BİLGİ TOPLUMUNUN ANLAYACAĞI KİTAP
“Müslümanlar, 20. YÜZYILIN PROBLEMLERİNİN, 7. YÜZYILIN PROBLEMLERİNİ ÇÖZEN HUKUKSAL MEVZUATLA ÇÖZÜLEBİLECEĞİNİ düşünmeye devam etmektedir.
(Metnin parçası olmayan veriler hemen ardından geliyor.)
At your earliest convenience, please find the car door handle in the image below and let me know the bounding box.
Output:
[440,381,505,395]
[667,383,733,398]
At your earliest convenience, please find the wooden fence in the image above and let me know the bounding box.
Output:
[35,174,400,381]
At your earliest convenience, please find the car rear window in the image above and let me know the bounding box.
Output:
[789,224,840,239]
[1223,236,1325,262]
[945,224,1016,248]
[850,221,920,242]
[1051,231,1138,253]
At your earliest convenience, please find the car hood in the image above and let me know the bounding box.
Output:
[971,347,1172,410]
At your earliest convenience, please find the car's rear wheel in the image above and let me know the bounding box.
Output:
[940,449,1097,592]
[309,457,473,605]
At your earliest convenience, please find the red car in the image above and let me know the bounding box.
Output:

Bu durum, AÇIKÇASI, AKIL DIŞIDIR.”
Mahmud Muhammed Tâha
KUR’AN’IN YARATTIĞI DEVRİMLERİN her biri, bu devrimlerin yapılışından yıllar, bazen asırlar sonra fark edilebilmiştir.
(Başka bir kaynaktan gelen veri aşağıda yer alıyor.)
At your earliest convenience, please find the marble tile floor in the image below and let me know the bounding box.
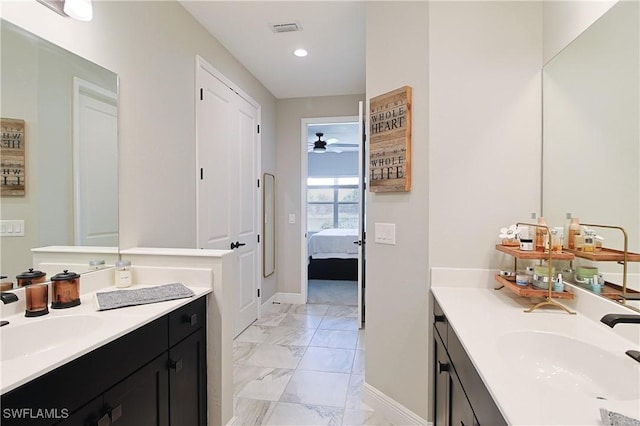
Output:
[233,304,391,426]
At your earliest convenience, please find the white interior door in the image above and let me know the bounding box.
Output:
[73,78,118,247]
[358,101,367,328]
[197,61,261,336]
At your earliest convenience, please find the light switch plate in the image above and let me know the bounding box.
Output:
[0,220,24,237]
[374,223,396,245]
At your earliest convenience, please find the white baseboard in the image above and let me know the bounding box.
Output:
[363,382,432,426]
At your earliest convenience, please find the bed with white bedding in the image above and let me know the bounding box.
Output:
[307,229,358,281]
[309,229,358,259]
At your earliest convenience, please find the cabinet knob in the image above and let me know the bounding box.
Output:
[182,314,198,325]
[96,413,111,426]
[438,361,449,373]
[169,359,182,373]
[109,404,122,423]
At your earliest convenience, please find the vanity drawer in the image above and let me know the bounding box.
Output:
[447,322,507,426]
[169,297,207,347]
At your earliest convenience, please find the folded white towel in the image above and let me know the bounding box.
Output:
[600,408,640,426]
[96,283,195,311]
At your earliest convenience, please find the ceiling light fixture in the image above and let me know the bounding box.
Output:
[37,0,93,21]
[313,132,327,154]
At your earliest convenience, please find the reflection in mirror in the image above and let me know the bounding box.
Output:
[262,173,276,277]
[542,1,640,307]
[0,20,118,282]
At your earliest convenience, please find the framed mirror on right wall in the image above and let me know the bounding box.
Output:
[542,1,640,309]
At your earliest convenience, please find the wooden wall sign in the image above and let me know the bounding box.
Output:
[369,86,411,192]
[0,118,26,197]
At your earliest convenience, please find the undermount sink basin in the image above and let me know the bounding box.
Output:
[498,331,640,401]
[0,315,102,361]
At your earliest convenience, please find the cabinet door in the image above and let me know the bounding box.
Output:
[433,330,450,426]
[449,373,477,426]
[104,352,169,426]
[56,396,110,426]
[169,328,207,426]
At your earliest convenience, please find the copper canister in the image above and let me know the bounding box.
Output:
[51,269,80,309]
[16,268,47,287]
[24,283,49,317]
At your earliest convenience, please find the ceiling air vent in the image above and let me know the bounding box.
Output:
[271,22,302,33]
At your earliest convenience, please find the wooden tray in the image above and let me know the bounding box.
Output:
[496,275,574,300]
[565,247,640,262]
[496,244,575,260]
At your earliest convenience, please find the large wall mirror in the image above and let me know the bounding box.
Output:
[542,1,640,308]
[0,20,118,282]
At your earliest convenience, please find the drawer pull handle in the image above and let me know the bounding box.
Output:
[111,404,122,423]
[169,359,182,373]
[97,413,111,426]
[182,314,198,326]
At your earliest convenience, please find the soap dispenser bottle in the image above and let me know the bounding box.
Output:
[567,217,580,250]
[536,216,549,251]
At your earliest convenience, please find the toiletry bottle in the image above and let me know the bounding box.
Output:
[551,227,563,253]
[536,216,547,251]
[567,217,580,250]
[582,231,596,253]
[114,260,132,287]
[574,229,584,251]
KUR’AN’SAL DEVRİMLERE ‘MUCİZE’ KARAKTERİNİ VEREN de bu olgudur.
Kur’ansal devrimlerden bir tanesi var ki, İNSANLIK ONU DAHA YENİ YENİ ANLAMAYA BAŞLAMIŞTIR.
Bu devrim ;
BİLGİ TOPLUMUNUN ÖNEMİNE DEĞİŞİK BAŞLIKLAR ALTINDA VURGU YAPILMASIDIR.
Bir vicdan borcu olarak söylemek zorundayız ki,
BU DEVRİM, KUR’AN’IN ONU GERÇEKLEŞTİRDİĞİ ZAMANDAN BİN KÜSUR
YIL SONRA KAVRANABİLMİŞTİR.
; Ve burada şunu da ekleyelim ki,
BU KAVRAYIŞ ZAMANI, AYDINLANMAYI GERÇEKLEŞTİREN BATI TOPLUMLARI AÇISINDANDIR.
MÜSLÜMAN DOĞU BU DEVRİMİ HENÜZ KAVRAYAMAMIŞTIR.
Daha üzücü olanı ise :
KAVRAMA NOKTASINA YAKLAŞTIĞINA İLİŞKİN BİR İŞARET DE VEREMEMEKTEDİR.
Alışılagelmiş bir söylem vardır:
“Kur’an, geldiği zamanın ve toplumun insanı olan BEDEVÎLERİN İDRAKİNE HİTAB ETMİŞTİR”
Bu söylem, genelde, KUR’AN’ı ‘BEDEVÎLERİN KİTABI’ OLARAK GÖSTERMEK İSTEYEN BATILILARIN İŞİNE GELDİĞİ İÇİN, müslümanlar arasında ise “EMEVÎ ZİHNİYETİNİ DİNLEŞTİREN ARABCI MÜSLÜMANLARA” DESTEK SAĞLADIĞI İÇİN, ALTI ÇİZİLE ÇİZİLE GÜNDEM YAPILMIŞTIR.
Bu söylemin insanlığı götürdüğü yer şudur: MÜSLÜMAN OLMAK İÇİN ÖNCE BEDEVÎ OLACAKSIN ; VEYA EN AZINDAN BİR MİKTAR BEDEVÎ OLACAKSIN.
Halbuki ;
- Bir kitabın BEDEVÎLERİN KİTABI OLMASI / SADECE BEDEVÎLERE HİTAB ETMESİ başka bir şeydir.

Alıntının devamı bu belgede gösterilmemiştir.